From recognizing biological sequences, to identifying search keywords: A feature generation framework

12:00 noon, September 22, Tuesday, 2009, ENGR 4201

Host

Amarda Shehu

Speaker

Rezarta Islamaj
Research Fellow
National Center for Biotechnology Information (NCBI)
NIH

Abstract

The set of attributes or features selected to model an entity is very important for correct classification. In this talk I will present an integrated process, which I refer to as feature generation. This method allows the user to construct informative features based on domain knowledge, and to search a large space of potential features effectively.

I applied this approach to the problem of splice-site prediction and obtained new predictive models for these biological signals for two different organisms. These models have achieved significant improvements in accuracy over existing, state-of-the-art approaches. In each case, the identified sets of features were used to discover biologically interesting motifs. They are available to the public through an easy-to-use website, SplicePort (http://www.spliceport.org). Spliceport can be used to predict new splice sites from user-input sequences, and to browse the whole collection of features for biologically significant signals.
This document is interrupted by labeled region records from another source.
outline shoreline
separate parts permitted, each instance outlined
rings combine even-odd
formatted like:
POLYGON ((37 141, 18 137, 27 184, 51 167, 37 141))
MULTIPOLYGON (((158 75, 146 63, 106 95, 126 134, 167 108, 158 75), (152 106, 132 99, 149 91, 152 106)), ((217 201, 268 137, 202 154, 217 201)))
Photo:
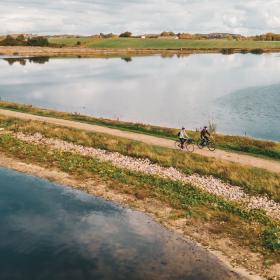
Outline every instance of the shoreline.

I also applied this approach to the problem of keyword identification for effective document retrieval. The automatic identification of ?clickable? words in the title and abstract of articles is of central importance in improving the retrieval quality of the search engine. It is also important to authors as it increases the chances that their article will get better visibility. PubMed (http://www.ncbi.nlm.nih.gov/PubMed), a free Web service provided by the U.S. National Library of Medicine, provides daily access to over 19 million biomedical citations for millions of users. The current retrieval algorithm in PubMed finds all the articles that match the terms in the user query and presents them in reverse chronological order. I studied PubMed log data for the clickthrough activities of users after they have issued a query. Linking the query terms to the clicked articles, I built a novel machine learning model that identifies "keywords" that are preferred by users to access a particular article.

Short Bio

Dr. Rezarta Islamaj received her Ph.D. degree in Computer Science from University of Maryland at College Park in 2007. Her research focused on applying machine learning and data mining approaches to computational biology problems. Specifically she worked on construction, selection and discovery of appropriate motifs to model biological signals for accurate classification and prediction.

Currently, she is a Research Fellow at the Computational Biology Branch, National Center for Biotechnology Information (NCBI). NCBI is part of the National Library of Medicine at NIH. Her current research focuses on understanding user search behaviours when using NCBI databases, specifically PubMed, in order to improve retrieval quality and efficiency.